Rabbi Isaac Luria, aka Rabbi Isaac ben Solomon Luria Ashkenazi, Ha Ari (the lion), Ha Ari Hakadosh, Arizal (the Ari of Blessed Memory), and Arizal Hakadosh.
Rabbi Luria was born in 1534 in Jerusalem, and died at only 38 in 1572 in Safed, Israel. Considered the father of worldwide mystical movement of Kabbalah, Rabbi Luria was a student of the famous Rabbi David ben Zimra, author of Metzudat David, and of Rabbi Luria’s uncle, Rabbi Bezalel Ashkenazi, author of the Shittah Mekubetzet. Rabbi Luria did not write down his teachings.
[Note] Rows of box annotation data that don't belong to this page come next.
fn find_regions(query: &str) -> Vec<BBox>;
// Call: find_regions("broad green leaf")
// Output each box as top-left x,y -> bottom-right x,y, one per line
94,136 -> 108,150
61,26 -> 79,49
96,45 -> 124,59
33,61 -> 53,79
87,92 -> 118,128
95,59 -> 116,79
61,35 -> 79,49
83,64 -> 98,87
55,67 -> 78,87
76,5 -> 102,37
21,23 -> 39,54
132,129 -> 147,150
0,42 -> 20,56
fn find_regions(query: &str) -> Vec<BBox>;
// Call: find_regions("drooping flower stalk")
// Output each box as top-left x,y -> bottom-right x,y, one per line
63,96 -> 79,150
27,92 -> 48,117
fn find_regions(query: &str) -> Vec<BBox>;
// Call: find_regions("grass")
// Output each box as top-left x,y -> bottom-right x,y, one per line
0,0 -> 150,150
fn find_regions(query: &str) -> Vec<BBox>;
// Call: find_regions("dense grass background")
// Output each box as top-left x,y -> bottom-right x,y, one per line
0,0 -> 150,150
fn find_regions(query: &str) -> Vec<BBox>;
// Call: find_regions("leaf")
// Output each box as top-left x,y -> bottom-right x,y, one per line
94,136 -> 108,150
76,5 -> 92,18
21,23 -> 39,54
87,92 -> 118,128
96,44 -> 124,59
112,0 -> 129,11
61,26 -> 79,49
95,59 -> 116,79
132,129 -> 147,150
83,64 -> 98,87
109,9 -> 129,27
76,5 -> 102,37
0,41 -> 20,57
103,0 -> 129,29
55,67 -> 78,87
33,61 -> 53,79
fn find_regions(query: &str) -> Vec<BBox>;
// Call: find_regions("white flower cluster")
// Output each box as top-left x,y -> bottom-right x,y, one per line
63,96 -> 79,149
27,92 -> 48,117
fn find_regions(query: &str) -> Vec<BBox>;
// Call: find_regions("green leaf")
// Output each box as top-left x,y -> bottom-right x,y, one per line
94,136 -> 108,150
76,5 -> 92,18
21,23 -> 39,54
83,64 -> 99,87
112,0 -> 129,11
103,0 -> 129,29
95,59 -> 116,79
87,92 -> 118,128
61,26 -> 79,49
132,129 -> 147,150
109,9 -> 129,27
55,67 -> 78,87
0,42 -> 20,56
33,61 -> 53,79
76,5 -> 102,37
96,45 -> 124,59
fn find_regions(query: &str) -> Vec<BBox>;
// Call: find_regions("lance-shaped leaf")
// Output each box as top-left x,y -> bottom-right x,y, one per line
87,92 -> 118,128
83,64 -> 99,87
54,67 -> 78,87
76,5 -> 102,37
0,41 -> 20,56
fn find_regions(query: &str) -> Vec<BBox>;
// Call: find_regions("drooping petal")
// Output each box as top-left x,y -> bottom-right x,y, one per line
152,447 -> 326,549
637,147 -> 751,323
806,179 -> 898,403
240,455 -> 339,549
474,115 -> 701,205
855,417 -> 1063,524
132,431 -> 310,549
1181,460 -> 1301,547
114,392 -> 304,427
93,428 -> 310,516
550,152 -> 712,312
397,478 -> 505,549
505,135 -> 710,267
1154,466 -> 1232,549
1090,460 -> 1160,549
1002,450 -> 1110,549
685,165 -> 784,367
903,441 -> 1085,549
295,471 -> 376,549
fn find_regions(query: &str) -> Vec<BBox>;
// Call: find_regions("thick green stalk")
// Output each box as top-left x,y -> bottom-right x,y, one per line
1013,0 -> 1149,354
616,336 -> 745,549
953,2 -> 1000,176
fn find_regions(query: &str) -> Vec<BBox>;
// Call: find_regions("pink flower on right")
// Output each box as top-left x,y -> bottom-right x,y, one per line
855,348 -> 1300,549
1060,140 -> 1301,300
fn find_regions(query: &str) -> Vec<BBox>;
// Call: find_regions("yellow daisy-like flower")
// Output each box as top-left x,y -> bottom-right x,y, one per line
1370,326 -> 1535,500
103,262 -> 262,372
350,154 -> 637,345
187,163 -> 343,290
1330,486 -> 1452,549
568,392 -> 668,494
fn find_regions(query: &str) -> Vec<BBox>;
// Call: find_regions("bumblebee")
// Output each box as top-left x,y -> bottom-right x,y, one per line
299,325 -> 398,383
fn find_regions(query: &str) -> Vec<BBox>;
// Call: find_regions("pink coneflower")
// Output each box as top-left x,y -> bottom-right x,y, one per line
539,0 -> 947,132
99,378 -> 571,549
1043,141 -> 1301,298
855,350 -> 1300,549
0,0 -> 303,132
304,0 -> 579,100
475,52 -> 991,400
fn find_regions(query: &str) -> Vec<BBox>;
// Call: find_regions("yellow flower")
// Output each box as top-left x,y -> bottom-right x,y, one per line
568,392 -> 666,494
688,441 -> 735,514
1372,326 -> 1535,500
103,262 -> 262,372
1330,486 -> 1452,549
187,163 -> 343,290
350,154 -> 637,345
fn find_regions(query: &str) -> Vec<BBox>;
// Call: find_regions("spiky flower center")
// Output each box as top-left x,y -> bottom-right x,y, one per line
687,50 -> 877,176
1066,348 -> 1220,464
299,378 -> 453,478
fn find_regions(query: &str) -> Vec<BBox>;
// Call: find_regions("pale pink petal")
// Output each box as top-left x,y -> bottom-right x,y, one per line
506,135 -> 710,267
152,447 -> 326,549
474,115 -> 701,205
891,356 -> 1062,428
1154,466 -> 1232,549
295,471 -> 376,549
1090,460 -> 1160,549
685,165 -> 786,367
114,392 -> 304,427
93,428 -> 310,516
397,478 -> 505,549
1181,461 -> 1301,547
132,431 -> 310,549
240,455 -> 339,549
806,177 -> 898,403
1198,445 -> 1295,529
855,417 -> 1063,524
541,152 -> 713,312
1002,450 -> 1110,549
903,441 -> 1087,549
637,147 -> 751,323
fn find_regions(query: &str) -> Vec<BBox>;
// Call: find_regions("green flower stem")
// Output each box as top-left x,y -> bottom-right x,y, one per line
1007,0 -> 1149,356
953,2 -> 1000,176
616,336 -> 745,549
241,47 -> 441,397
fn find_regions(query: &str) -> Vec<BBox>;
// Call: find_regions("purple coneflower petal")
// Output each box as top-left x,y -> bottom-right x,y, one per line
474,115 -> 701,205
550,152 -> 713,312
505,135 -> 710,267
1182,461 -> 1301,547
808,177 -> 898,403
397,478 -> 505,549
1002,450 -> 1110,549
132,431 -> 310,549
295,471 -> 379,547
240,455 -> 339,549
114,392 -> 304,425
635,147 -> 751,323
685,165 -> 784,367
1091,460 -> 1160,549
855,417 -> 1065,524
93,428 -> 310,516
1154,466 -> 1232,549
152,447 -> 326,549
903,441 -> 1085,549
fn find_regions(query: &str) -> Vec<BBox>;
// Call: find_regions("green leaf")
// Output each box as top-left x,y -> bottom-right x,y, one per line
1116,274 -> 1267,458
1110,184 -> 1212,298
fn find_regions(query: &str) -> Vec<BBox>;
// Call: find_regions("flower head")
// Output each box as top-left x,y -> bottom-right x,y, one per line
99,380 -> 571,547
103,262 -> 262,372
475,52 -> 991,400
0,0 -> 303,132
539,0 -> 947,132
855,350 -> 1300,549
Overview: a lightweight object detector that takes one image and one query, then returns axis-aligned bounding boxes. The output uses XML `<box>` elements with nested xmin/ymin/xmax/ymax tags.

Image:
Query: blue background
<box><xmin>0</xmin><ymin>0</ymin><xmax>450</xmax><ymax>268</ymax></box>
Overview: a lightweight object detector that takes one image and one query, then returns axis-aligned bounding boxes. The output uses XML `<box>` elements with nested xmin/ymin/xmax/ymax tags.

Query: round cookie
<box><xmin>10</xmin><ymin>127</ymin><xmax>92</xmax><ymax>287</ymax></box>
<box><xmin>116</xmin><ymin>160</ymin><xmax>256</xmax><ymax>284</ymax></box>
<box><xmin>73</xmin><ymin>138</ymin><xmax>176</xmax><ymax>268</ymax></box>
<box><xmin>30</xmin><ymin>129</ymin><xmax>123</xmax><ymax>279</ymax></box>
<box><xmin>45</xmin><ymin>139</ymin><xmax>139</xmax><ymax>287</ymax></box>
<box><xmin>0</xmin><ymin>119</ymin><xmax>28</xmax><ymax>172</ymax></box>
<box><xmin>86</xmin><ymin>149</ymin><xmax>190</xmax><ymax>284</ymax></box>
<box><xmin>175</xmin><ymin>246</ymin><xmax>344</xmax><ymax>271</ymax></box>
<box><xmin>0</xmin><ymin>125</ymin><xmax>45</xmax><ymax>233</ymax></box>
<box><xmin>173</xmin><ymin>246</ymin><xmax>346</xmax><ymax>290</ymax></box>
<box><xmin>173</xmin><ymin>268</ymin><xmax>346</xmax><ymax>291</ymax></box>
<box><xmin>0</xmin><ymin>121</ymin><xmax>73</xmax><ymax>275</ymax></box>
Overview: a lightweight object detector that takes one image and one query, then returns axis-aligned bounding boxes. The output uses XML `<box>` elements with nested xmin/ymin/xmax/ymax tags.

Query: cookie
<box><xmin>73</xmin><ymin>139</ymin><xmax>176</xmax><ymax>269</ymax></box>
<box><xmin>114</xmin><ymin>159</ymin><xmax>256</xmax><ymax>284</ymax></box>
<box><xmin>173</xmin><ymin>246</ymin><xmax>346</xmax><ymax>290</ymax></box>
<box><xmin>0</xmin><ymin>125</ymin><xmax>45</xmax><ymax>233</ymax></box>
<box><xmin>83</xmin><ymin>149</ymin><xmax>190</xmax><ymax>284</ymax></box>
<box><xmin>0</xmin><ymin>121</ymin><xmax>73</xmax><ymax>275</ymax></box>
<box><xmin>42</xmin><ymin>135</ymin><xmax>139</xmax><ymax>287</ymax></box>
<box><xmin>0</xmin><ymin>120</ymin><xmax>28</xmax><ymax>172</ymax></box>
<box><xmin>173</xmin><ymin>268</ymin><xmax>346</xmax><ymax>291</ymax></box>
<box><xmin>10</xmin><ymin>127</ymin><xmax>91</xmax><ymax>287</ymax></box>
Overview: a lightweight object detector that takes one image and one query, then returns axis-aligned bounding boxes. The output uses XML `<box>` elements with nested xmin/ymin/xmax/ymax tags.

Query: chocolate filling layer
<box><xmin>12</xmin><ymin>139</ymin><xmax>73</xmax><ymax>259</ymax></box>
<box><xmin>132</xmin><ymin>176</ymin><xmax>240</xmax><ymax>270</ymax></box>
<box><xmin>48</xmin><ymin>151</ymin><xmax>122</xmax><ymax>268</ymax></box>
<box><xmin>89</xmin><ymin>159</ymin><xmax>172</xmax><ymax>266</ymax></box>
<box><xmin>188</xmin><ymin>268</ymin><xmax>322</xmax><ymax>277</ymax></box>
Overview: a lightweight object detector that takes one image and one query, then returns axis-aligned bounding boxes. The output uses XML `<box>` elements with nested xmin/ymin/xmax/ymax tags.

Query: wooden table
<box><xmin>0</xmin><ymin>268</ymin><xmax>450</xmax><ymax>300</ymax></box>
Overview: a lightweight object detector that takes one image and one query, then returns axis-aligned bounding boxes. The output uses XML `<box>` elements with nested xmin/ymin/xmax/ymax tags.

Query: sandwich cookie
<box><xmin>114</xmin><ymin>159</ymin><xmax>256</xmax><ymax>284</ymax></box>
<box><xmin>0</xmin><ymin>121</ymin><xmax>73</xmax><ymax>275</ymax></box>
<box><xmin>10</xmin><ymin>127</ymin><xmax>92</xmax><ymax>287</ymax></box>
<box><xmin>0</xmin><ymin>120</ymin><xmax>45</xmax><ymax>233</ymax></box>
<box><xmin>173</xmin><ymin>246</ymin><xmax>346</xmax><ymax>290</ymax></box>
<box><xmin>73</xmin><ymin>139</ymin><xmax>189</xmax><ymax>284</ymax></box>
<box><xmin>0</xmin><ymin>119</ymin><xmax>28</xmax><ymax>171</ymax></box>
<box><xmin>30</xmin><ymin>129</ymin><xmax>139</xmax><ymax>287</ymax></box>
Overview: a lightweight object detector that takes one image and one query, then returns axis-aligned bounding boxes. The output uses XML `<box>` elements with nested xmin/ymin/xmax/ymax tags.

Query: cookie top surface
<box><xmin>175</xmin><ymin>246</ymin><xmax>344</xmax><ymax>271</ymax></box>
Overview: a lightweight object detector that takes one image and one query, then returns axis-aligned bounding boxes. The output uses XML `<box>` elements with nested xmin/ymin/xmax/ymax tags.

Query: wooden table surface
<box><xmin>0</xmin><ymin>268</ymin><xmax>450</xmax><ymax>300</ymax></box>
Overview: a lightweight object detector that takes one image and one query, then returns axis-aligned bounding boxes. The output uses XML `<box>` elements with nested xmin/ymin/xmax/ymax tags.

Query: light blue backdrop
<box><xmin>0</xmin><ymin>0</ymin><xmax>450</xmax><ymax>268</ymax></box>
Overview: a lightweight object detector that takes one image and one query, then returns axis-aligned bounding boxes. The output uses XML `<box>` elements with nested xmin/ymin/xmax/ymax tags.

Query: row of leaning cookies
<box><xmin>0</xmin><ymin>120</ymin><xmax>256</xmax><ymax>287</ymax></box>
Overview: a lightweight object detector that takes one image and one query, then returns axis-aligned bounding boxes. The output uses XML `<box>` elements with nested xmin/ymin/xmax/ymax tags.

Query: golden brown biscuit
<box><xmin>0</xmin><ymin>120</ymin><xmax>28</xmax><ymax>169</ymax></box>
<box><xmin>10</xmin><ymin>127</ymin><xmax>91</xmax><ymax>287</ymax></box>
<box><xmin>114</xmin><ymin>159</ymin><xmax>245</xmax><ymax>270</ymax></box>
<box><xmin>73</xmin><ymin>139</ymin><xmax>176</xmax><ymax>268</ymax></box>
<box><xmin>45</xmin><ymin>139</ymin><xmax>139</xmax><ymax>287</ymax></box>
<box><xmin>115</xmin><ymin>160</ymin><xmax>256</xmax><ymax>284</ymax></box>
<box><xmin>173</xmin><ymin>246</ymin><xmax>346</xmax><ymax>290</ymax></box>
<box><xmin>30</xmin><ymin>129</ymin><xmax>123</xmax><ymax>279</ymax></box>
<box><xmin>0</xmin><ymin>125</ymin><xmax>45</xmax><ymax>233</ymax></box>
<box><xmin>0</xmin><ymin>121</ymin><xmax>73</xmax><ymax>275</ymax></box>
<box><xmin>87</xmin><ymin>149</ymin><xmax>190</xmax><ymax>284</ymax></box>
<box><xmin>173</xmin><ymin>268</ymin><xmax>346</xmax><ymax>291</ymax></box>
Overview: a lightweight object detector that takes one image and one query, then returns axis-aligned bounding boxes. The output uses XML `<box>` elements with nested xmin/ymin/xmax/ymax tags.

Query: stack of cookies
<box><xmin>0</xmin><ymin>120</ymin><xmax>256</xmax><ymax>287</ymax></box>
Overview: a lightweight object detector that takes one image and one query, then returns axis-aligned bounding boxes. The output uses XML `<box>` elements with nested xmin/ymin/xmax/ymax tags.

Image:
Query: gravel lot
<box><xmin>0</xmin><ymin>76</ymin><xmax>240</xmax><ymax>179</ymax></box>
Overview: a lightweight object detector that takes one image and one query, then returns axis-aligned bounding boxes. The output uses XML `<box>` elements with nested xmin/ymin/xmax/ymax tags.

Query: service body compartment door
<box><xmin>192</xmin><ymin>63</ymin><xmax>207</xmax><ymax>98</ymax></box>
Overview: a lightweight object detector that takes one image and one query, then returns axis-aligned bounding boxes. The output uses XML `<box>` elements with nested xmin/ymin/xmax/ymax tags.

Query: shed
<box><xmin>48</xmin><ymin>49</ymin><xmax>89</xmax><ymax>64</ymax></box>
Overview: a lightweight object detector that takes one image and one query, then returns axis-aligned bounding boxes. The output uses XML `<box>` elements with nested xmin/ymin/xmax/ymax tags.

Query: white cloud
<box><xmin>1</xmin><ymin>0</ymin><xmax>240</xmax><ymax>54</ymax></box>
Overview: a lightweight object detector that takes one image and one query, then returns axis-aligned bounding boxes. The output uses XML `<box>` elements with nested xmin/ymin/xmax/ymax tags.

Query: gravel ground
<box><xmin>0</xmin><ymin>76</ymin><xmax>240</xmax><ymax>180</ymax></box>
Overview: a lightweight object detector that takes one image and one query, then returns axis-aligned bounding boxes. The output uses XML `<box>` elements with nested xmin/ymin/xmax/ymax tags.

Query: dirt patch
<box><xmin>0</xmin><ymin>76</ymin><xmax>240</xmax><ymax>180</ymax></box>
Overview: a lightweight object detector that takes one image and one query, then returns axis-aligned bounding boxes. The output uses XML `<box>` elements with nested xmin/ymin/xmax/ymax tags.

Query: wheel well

But they were published by his follower, Rabbi Chaim Vital, who collected notes of the Kabbalah lectures which Luria’s disciples made and, based on these notes, Rabbi Vital wrote Etz Chayim (Tree of Life).
Rabbi Isaiah ben Abraham Horowitz, aka Shelah HaKodesh
Rabbi Horowitz was born around 1555 in Prague, and died in 1630 in Tiberias, Israel. His father was a student of the famous Rabbi Moses Isserles, known by his acronym, the REMA. Rabbi Horowitz’s most famous work was Shenei Luchot HaBrit (Two Tablets of the Covenant). The Hebrew acronym is Shelah, hence, Rabbi Horowitz’s title as the Shelah HaKodesh. In 1602, Rabbi Horowitz became the Av Beit Din (Chief of the Jewish Court) in Austria. Av Beit Din is considered the most important of the members of the Sanhedrin (23- to 71-member court of judges). In 1606, Rabbi Horowitz became the rabbi of Frankfurt. In 1621, he moved to Jerusalem and became rabbi of the Ashkenazi community there. Rabbi Horowitz wrote about the joy in every action, and how one should convert evil into good. These ideas greatly influenced the Hasidic movement. In fact, Shneur Zalman of Liadi was described as a “Shelah Yid,” and the influence of the Shelah can be seen in Rabbi Zalman’s best known work, the Tanya.
Chaim ibn Moshe ibn Attar, aka Or HaChaim (Light of Life), and Or HaChaim HaKadosh
Rabbi Attar was born in 1696 in Morocco, and died in 1743 in Jerusalem. He is buried in the Mount of Olives Jewish Cemetery. Rabbi Attar’s major work was Or HaChaim, a popular commentary on the Pentateuch, or five books of the bible. Rabbi Attar was a Talmudist and kabbalist. In 1733 he left Morocco. On the way to Israel, he was detained in Livorno, Italy, by rich members of the Jewish community who established a yeshiva for him. After nine years with the yeshiva, he finally arrived in Jerusalem in 1742. But he only lived one more year, dying at age 47.